2. A method for inserting a terminated lead into a terminal receiving cavity of an electrical connector housing, the terminated lead including a wire having insulation therearound and a terminal at an end of the wire, said method comprising the steps of:

positioning the lead at an insertion station;

aligning the terminal with the housing cavity;

positioning insertion jaws around the wire and in abutting relation with the end of the terminal;

gripping the insulation of said wire in a non-slideable manner with the insertion jaws such that said insulation is compressed at an area adjacent the terminal; and

pushing the terminal into the housing cavity with the insertion jaws by moving the insertion jaws relative to the housing.

3. A method as claimed in claim 2 in which said aligning step precedes said positioning step.

4. A method as claimed in claim 2, said positioning step including engaging the wire with said insertion jaws at a region spaced from the terminal, sliding the insertion jaws relative to and along the wire toward the terminal and stopping the insertion jaws when they abut the terminal.

5. A method as claimed in claim 4 wherein said stopping step includes detecting the proximity of the insertion jaws to the terminal.
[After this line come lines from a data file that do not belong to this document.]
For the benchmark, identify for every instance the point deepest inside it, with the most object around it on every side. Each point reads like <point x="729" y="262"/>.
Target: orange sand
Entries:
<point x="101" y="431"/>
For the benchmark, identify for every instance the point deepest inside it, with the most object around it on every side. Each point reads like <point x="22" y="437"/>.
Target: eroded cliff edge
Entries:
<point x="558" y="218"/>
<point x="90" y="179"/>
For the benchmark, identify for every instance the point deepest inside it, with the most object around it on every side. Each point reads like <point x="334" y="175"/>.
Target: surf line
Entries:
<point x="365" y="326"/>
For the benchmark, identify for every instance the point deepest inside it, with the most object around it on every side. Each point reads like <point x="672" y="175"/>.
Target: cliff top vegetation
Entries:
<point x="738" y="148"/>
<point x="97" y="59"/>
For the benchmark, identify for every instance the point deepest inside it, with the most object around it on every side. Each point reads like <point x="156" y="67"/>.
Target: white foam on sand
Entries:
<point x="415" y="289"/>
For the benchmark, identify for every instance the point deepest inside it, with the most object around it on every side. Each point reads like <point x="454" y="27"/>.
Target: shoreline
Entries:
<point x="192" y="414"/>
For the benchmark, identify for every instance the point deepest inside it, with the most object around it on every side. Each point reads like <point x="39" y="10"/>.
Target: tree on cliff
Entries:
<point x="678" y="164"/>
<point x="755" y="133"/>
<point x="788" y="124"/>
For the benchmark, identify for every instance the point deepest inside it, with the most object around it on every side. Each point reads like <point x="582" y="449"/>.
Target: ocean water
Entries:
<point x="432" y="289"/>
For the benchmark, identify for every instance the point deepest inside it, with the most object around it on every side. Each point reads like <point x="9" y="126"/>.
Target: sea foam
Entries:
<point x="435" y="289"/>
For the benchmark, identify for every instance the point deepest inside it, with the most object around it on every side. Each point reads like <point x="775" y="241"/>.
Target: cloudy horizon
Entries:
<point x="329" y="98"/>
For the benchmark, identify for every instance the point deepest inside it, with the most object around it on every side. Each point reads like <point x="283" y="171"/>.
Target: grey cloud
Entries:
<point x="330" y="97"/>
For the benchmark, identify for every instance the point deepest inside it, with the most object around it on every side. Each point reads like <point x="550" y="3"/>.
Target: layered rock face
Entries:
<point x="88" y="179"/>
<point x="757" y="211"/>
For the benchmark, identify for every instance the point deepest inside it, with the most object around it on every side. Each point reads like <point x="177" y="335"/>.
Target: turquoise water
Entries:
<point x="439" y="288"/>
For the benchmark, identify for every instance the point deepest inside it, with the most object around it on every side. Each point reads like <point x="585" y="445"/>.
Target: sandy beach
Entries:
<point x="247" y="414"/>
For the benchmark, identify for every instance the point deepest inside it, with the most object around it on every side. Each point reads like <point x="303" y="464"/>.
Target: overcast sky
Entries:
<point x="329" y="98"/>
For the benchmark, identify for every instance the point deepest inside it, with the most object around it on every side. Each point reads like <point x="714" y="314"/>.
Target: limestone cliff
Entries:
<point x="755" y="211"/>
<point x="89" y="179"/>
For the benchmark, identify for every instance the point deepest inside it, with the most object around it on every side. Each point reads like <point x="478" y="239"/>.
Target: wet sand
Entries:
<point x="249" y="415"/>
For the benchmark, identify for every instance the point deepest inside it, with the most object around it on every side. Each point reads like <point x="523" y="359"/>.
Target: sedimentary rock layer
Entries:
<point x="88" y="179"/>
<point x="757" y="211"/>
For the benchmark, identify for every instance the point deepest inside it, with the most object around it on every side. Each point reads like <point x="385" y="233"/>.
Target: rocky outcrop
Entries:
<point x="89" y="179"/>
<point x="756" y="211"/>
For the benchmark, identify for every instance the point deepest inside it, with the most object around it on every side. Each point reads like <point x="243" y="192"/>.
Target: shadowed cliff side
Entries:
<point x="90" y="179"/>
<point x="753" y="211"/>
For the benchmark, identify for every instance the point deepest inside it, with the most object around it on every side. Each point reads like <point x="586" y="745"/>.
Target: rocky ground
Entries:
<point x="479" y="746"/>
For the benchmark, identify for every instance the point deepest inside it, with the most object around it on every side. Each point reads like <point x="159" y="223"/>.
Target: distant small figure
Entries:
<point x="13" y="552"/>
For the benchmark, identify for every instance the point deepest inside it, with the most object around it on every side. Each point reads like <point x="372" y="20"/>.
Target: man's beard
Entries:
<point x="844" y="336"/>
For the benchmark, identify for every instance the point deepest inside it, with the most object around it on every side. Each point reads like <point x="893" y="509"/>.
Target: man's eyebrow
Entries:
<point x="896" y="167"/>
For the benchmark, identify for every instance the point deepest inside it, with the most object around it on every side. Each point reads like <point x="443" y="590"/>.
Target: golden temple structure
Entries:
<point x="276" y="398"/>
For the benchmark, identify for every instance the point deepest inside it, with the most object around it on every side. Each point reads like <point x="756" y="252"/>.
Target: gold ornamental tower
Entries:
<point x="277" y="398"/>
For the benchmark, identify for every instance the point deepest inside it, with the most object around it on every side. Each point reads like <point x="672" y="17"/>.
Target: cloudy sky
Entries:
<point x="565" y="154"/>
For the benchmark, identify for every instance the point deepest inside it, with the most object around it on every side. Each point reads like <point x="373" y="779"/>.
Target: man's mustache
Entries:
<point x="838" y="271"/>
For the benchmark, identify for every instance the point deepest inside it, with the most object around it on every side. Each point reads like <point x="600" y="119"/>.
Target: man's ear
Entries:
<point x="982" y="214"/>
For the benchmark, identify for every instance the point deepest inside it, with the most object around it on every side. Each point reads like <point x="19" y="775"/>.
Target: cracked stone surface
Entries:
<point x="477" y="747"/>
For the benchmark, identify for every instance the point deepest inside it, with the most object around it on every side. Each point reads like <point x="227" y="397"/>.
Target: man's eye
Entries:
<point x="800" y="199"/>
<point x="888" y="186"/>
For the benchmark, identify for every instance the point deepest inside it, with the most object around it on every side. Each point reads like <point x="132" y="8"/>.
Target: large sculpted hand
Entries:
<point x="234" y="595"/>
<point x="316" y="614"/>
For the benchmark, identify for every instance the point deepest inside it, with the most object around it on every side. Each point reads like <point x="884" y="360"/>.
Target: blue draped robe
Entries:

6. A method as claimed in claim 4 further comprising tensioning the wire during said sliding step.

7. A method as claimed in claim 4 further comprising loosely gripping the wire with the insertion jaws during said sliding step.

8. A method as claimed in claim 2 wherein said pushing step includes moving the insertion jaws relative to said housing until the insertion jaws enter the housing cavity.

9. A method as claimed in claim 2 wherein said positioning step includes holding the terminal with guide jaws while indexing the connector housing relative to the terminal.

10. A method as claimed in claim 9 wherein said pushing step includes moving the insertion jaws through the guide jaws.

11. A method as claimed in claim 10 further comprising maintaining the rotational orientation of the terminal with the guide jaws during said pushing step.

12. A method as claimed in claim 9 wherein said pushing step includes moving the insertion jaws through the guide jaws and into the housing cavity.

13. A method as claimed in claim 2 including the step of tensioning the wire prior to said pushing step.

14. A method of seating a terminal at the end of a wire, said wire having insulation therearound into an electrical connector housing cavity comprising:

gripping the wire at first and second regions spaced from one another and pulling to tension the wire;

slidably gripping the wire with insertion jaws at a third region between the first and second regions, the first region being between the third region and the terminal;

releasing the wire at the first region;

sliding the insertion jaws along the wire through the first region and into proximity with the terminal;

gripping the insulation of said wire in a non-slideable manner with the insertion jaws such that said insulation is compressed at an area adjacent the terminal;

releasing the wire at the second region; and

pushing the terminal into the housing cavity by moving the insertion jaws relative to the housing.

15. A method as claimed in claim 14 further comprising slidably gripping the terminal with guide jaws before releasing the wire at the first region.

16. A method as claimed in claim 14 wherein said pushing step includes contacting the terminal with the insertion jaws.